Limitations of Membership Queries in Testable Learning
This addresses a theoretical limitation in machine learning for researchers, showing that testable learning with queries offers no super-polynomial speedup, which is incremental as it builds on prior refutation and learning frameworks.
The paper shows that in the testable learning model, membership queries cannot significantly reduce time complexity beyond sample-only learning, and it proves that efficient membership query learners cannot be made testable using known lower bounds.

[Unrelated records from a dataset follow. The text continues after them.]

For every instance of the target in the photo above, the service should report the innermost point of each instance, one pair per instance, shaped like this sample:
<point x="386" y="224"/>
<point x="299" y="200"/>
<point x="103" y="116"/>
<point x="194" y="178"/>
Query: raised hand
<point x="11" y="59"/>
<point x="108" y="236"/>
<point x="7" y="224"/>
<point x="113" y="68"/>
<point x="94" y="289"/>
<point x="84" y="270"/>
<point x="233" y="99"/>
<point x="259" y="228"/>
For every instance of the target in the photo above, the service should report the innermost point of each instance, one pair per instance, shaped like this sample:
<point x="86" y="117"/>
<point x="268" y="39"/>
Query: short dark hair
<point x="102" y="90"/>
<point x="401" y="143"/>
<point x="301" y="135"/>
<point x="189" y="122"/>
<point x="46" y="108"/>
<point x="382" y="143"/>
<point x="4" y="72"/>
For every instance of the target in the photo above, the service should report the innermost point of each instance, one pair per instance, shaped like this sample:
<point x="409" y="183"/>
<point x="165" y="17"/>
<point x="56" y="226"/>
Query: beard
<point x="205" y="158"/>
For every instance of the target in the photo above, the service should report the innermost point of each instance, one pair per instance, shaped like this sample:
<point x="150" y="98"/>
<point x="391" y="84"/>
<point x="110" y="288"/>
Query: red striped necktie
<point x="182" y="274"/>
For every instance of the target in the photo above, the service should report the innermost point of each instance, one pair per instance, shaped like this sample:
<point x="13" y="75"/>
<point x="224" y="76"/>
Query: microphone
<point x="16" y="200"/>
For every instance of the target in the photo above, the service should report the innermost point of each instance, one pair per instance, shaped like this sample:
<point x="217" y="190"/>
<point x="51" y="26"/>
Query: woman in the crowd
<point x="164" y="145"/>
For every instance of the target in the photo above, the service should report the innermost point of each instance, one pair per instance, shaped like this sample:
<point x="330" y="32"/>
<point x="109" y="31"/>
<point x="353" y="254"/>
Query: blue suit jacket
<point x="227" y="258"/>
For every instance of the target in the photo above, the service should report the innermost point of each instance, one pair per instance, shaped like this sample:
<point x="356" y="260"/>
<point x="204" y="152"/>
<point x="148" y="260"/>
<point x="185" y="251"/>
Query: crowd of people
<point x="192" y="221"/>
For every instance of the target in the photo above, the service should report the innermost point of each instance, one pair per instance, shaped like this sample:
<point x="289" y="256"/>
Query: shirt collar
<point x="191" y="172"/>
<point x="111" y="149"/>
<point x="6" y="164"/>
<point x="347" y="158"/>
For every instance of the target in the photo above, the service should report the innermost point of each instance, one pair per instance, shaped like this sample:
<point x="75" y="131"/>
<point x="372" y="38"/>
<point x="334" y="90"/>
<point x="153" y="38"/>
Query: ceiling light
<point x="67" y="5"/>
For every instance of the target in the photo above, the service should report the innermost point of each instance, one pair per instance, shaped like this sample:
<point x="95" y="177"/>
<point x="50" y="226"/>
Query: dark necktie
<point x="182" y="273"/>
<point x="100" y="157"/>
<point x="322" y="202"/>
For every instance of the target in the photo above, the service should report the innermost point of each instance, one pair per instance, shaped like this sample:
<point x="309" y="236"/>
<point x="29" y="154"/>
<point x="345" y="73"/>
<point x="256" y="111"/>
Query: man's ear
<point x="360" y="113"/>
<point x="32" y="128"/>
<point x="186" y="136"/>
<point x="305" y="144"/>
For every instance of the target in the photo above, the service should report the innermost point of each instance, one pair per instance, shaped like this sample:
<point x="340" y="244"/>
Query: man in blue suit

Membership queries (MQ) often yield speedups for learning tasks, particularly in the distribution-specific setting. We show that in the \emph{testable learning} model of Rubinfeld and Vasilyan [RV23], membership queries cannot decrease the time complexity of testable learning algorithms beyond the complexity of sample-only distribution-specific learning. In the testable learning model, the learner must output a hypothesis whenever the data distribution satisfies a desired property, and if it outputs a hypothesis, the hypothesis must be near-optimal. We give a general reduction from sample-based \emph{refutation} of boolean concept classes, as presented in [Vadhan17, KL18], to testable learning with queries (TL-Q). This yields lower bounds for TL-Q via the reduction from learning to refutation given in [KL18]. The result is that, relative to a concept class and a distribution family, no $m$-sample TL-Q algorithm can be super-polynomially more time-efficient than the best $m$-sample PAC learner. Finally, we define a class of ``statistical'' MQ algorithms that encompasses many known distribution-specific MQ learners, such as those based on influence estimation or subcube-conditional statistical queries. We show that TL-Q algorithms in this class imply efficient statistical-query refutation and learning algorithms. Thus, combined with known SQ dimension lower bounds, our results imply that these efficient membership query learners cannot be made testable.